The Kraken news followed less than a day after Coinbase CEO Brian Armstrong tweeted his crypto exchange company had heard “rumors” the Securities and Exchange Commission (SEC) wanted” to get rid of crypto staking in the U.S. for retail customers. Armstrong’s tweet prompted a slow late Wednesday-early Thursday decline that sent BTC from its previous support just below $23,000 to about $22,500. A number of analysts have been concerned about this possible development.
“It remains to be seen if these rumors are true, but what is clear is it would be a huge mistake from a U.S. perspective, as it would result in the rest of the world getting ahead in the important crypto and blockchain technology revolution,” Marcus Sotiriou, market analyst at digital asset broker GlobalBlock, wrote in an emailed comment.
Several believe BTC will retreat to $20,000 support in the near future as investors also fret over stubbornly strong jobs data and an extended continuation of hawkish U.S. monetary policy that will hamstring economic growth. But others say the current lull will be temporary and segue into another price surge, similar to trends in earlier years as markets emerged from other bear markets.
“What we are experiencing now seems more similar to the up and then sideways market activity that pretty much defined all of 2019,” which followed a severe price crash, Emurgo Managing Director Vineeth Bhuvanagiri wrote in a note to CoinDesk. Bhuvanagiri wrote that markets had entered “not only a recovery but an accumulation phase” that ultimately helped feed the 2020 bull run.

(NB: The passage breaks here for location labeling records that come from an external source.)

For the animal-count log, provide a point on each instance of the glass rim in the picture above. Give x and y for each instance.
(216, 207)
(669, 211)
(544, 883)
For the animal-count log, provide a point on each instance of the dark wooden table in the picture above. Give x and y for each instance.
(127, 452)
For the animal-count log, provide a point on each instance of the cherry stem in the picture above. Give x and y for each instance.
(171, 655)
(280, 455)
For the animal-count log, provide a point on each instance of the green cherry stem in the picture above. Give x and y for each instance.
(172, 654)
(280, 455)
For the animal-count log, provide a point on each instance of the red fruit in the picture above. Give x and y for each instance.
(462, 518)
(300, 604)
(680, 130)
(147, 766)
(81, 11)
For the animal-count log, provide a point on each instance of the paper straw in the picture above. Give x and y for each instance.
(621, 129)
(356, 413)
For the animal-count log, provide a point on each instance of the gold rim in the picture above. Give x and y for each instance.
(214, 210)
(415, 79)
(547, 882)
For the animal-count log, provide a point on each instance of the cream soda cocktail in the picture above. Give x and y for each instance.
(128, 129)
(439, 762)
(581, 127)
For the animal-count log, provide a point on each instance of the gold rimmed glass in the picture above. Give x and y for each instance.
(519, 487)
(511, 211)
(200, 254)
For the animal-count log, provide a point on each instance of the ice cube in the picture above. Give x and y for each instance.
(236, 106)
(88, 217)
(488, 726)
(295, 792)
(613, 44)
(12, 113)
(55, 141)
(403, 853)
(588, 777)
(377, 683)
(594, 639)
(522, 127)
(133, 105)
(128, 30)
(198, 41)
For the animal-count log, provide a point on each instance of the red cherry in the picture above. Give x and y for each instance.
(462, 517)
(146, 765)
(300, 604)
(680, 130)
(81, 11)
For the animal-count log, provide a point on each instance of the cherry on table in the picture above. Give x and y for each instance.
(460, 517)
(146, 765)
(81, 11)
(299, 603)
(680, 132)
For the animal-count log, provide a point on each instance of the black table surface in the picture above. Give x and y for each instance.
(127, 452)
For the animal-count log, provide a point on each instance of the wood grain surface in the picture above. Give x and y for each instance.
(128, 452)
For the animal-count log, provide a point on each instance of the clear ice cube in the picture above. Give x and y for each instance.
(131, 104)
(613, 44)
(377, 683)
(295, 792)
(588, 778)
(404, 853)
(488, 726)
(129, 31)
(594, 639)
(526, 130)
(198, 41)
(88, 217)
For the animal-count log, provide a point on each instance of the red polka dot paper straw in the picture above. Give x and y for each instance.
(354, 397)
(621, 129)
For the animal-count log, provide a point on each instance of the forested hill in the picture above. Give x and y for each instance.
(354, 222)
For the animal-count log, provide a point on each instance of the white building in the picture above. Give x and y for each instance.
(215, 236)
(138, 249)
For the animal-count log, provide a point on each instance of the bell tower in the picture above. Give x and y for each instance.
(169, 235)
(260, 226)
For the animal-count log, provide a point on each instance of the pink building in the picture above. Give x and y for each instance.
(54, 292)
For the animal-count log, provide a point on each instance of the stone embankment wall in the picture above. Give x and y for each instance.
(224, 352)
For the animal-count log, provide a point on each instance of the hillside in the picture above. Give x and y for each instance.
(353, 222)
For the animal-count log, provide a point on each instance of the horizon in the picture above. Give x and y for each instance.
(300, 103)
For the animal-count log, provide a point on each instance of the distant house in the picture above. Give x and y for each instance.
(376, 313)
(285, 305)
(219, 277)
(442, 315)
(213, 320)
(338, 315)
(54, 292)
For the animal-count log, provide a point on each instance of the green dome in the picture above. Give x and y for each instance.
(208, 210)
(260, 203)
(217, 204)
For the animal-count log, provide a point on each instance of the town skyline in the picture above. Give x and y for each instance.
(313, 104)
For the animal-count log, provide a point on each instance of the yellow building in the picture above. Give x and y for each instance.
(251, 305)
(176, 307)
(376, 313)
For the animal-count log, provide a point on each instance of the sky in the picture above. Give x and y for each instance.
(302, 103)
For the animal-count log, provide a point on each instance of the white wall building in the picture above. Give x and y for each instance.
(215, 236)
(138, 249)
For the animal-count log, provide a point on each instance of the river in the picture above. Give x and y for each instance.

“I think we’re more likely in a 2019 scenario than an actual bull market,” he added.
Mauricio Di Bartolomeo, co-founder of crypto lending platform Ledn, said in an interview with CoinDesk that while short liquidations typically fuel price increases, a recent absence of BTC short liquidations suggested there “might be more sideway trading left.”
Data from crypto data platform Coinglass showed that investors had liquidated some $90 million in BTC long positions compared to around $42 million in BTC short positions over the past seven days.
“There’s modest leverage being taken both to the downside and the upside,” Bartolomeo said. “Typically what creates those violent moves is leveraged. So right now I think the setup is just trading sideways for the near term.”
BTC plummeted about 60% in 2022 but regained lost ground during a triumphant January. Recent market indicators such as “movement of large amounts of BTC from centralized exchanges to self-custodial wallets,” and “the growth of daily active addresses and transactions” suggest “a potential market bottom” and “a persistence of long-term investor confidence,” according to Messari’s latest quarterly report on bitcoin.
“Although the hype surrounding bitcoin has diminished, the network has historically experienced a resurgence in popularity after periods of doubt,” Messari’s Sami Kassab and Chris Collar wrote in the report.